Hayley Raso challenges for the ball with France's Sakina Karchaoui
Hayley Raso wears hair ribbons which match her jersey. AP Photo/Tertius Pickard

That’s the kind of thing lady-amateurs process while the professional commentators beam in on the corporate media channels. They talk about the on-field action, while we tap into the expansive alternative universe of queer social media commentary.

Read more: ‘Felt alienated by the men’s game’: how the culture of women’s sport has driven record Matildas viewership

Learning the code

Our chat has been wide-ranging and quizzical as some of us learn the new code.

It has shifted between pure sports commentary – fuelled by our Angel City FC expert, who has a side hustle as a queer sports podcaster – and non-FIFA-approved content sourced from TikTok and Instagram as others like us caught on to the magic of the tournament.

We knew we weren’t alone when comedian Bec Shaw asked why other sports communities weren’t more like ours: up-to-date with game strategy and player performance histories, but also invested in the soapy off- and on-screen melodrama.

The Penrith Panthers and a huge number of other mainstream clubs came online with their reactions.
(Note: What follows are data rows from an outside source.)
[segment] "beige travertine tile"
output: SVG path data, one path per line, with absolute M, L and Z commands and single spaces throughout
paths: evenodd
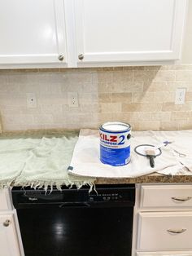
M 122 92 L 142 92 L 143 82 L 122 82 Z
M 99 104 L 99 109 L 101 113 L 120 113 L 121 104 L 120 103 L 102 103 Z
M 167 82 L 144 82 L 143 84 L 143 90 L 144 91 L 170 91 L 170 86 L 168 86 Z M 175 90 L 172 89 L 172 90 Z
M 133 82 L 151 82 L 155 79 L 158 70 L 134 70 Z
M 113 120 L 137 130 L 190 129 L 191 73 L 192 65 L 2 70 L 3 127 L 97 129 Z M 185 103 L 175 105 L 180 87 L 186 88 Z M 36 95 L 35 108 L 27 108 L 28 92 Z M 78 108 L 68 107 L 68 92 L 78 94 Z
M 111 97 L 111 103 L 130 103 L 132 101 L 131 93 L 112 93 Z
M 170 121 L 171 120 L 171 112 L 153 112 L 151 115 L 151 121 Z
M 118 113 L 119 114 L 119 113 Z M 107 121 L 111 121 L 111 113 L 102 113 L 98 114 L 98 126 L 103 125 L 103 123 Z
M 112 73 L 113 82 L 133 82 L 133 72 L 132 70 L 116 71 Z
M 173 91 L 159 91 L 155 92 L 154 95 L 155 102 L 174 102 L 175 92 Z
M 192 113 L 190 111 L 172 112 L 171 115 L 172 121 L 190 121 L 191 120 Z
M 112 71 L 98 71 L 96 73 L 93 73 L 92 82 L 94 83 L 111 82 Z
M 178 130 L 192 130 L 192 120 L 179 121 Z
M 185 101 L 191 101 L 191 103 L 192 103 L 192 91 L 187 91 L 186 92 Z
M 122 104 L 122 112 L 151 112 L 161 111 L 162 104 L 133 103 Z
M 128 122 L 129 123 L 129 122 Z M 140 130 L 140 122 L 139 121 L 132 121 L 131 124 L 132 130 Z
M 162 111 L 190 111 L 192 110 L 192 102 L 185 102 L 183 105 L 175 105 L 174 103 L 165 102 L 163 104 Z
M 154 92 L 134 92 L 133 93 L 133 103 L 153 103 L 155 102 Z
M 159 130 L 159 121 L 141 121 L 140 130 Z
M 99 103 L 111 103 L 111 93 L 99 93 L 98 94 L 98 102 Z
M 161 121 L 160 130 L 179 130 L 179 122 L 175 121 Z
M 167 82 L 167 81 L 175 81 L 176 73 L 173 70 L 159 70 L 153 82 Z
Under their club social media accounts, these teams demonstrated their unequivocal, unquestioned passion for elite sports performance outside of their own codes and genders.

In this respect, they were in line the rest of the world, fully under the spell of the Matildas’ version of queer authenticity.

As queer viewers, our emerging expertise was not limited to the play.

We began trawling through the now infamous “woso chart” (“woso”, of course, short for women’s soccer), modelled on the relationship chart from The L Word, which maps all the intimate relationships, breakups and rumours (aka replays and substitutions) between players.

But, like game plans, diagrams can’t capture the real life drama. For that you need to turn to Brooke’s TikTok serial where she lesbian-splains the intricacies of girl-on-girl attachments to a sweet young hipster who believes they are all just friends.

One of the beautiful things about this World Cup has been the diverse engagements of fans around elite team sport and all its dimensions.

As comedian Mel Buttle captured beautifully, these virtual and actual conversations about women’s sport between friends, colleagues and strangers were unimaginable only a few years ago.

It has been queerly thrilling to be at the centre of this global shift – and to understand that all the feelings we have had along the way have been shared at scale with people we mistakenly think are not like us.

Queer closing fixture

There are not many moments in everyday life where you see euphoria and despair in such painfully close proximity, as we did on Wednesday night.

As one of us said from the house in Tempe where we were babysitting a next-generation sports star while his two mums were making the overlong journey back from Homebush, “It feels like World Pride is over.”

But here’s the good news. It’s not. After the final whistle, the cameras find Kerr. She puts it straight into the top corner for queer Australia with her powerful proclamation, “Wouldn’t want to be on any other team”.

Nor would we. We can’t imagine this World Cup without our virtual team huddle.

It’s not too late to join us. The third-place playoff will be the “gayest” FIFA final ever.

Just pick up your devices and come find us in the virtual dugout, where pop cultural crossovers keep the Matildas effect forever in play.

Thanks to our chat-buddies Cherine Fahd, Annamarie Jagose, Sarah Kessler, Alice Motion, Maddy Motion and Karen Tongson, who all play for SSSHARC FC.